High-Performance LLM Serving on Intel - vLLM for XPU, HPU and CPU

Learn how to deploy high-performance vLLM inference across Intel's complete hardware portfolio including GPUs (XPU), Gaudi Accelerators (HPU), and CPUs in this 26-minute conference talk from Ray Summit 2025. Discover Intel's latest advancements in bringing top-tier vLLM performance to diverse hardware backends through insights from Intel engineers Ding Ke and Chendi Xue. Explore comprehensive updates on vLLM enablement across Intel platforms, covering feature parity and performance with the new vLLM v1 architecture including KV connector, data parallelism, and multi-token prediction capabilities. Examine Intel-optimized model support including DeepSeek and GPT-OSS, and understand how the model ecosystem continues expanding. Gain insights into Intel's strategies for migrating vLLM capabilities from CUDA to non-CUDA environments while minimizing developer friction through API alignment with torch.cuda behavior. Review open-sourced kernels (Cutlass, Triton) that have been upstreamed into vLLM, BitsAndBytes, and other libraries.
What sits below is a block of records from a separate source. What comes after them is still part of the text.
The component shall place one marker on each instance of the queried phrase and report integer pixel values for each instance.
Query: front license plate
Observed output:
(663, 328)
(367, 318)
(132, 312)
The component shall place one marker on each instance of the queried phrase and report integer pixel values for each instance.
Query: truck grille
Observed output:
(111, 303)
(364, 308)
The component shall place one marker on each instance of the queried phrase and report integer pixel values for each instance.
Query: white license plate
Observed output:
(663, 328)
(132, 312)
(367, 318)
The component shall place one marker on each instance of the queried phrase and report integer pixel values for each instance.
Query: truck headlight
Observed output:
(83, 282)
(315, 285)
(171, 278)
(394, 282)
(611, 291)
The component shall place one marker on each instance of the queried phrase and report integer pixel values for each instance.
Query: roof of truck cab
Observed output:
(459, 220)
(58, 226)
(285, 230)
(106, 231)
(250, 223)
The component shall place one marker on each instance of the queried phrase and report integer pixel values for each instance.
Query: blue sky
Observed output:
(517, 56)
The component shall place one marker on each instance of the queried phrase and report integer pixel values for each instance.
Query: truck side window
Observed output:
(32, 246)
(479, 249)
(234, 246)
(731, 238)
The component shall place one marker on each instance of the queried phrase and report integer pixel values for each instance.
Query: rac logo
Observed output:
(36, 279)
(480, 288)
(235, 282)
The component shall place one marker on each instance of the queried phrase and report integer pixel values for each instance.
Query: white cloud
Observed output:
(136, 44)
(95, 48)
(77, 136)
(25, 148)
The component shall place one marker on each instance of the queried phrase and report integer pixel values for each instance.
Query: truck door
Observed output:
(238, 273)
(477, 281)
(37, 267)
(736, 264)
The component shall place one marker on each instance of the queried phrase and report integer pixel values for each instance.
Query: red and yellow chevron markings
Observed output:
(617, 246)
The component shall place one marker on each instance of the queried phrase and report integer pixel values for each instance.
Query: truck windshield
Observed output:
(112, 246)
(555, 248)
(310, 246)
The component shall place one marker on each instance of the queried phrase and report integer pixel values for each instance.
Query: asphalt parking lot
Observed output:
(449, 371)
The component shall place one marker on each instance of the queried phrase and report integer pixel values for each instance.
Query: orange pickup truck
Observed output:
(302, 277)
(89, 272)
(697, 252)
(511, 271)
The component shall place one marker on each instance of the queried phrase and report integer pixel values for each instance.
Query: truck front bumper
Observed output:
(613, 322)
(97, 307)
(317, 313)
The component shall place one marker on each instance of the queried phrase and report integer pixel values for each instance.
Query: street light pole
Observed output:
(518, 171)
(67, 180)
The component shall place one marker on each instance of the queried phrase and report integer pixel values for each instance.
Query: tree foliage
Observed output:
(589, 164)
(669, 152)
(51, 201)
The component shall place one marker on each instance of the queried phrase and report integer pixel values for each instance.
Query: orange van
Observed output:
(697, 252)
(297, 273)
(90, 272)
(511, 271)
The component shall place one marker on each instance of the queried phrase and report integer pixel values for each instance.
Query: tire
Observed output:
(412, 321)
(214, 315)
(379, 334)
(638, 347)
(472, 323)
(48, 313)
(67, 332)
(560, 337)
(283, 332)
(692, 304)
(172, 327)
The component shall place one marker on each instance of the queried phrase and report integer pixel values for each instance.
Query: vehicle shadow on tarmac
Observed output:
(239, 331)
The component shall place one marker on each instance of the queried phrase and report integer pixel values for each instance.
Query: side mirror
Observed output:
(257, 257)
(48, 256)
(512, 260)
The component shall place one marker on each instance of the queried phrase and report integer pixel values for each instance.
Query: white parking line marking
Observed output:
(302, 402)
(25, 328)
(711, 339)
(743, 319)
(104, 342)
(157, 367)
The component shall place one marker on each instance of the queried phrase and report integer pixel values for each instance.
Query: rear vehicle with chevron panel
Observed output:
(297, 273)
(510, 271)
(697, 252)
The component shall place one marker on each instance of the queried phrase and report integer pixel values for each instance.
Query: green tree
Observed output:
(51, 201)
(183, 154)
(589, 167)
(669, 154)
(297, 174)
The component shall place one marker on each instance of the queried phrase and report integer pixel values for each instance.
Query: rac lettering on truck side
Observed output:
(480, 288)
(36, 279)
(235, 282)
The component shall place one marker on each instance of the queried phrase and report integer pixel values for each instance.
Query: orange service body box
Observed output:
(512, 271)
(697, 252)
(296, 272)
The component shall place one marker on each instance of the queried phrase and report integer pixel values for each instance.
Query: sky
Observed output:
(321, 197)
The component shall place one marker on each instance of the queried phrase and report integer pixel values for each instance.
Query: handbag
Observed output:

Understand Intel's future roadmap including upcoming optimizations and capabilities designed to enhance performance and developer experience across all Intel hardware platforms. Acquire practical knowledge for deploying performant LLM inference using vLLM on Intel platforms, learn from real-world migration challenges, and explore Intel's vision for creating a unified, developer-friendly AI ecosystem.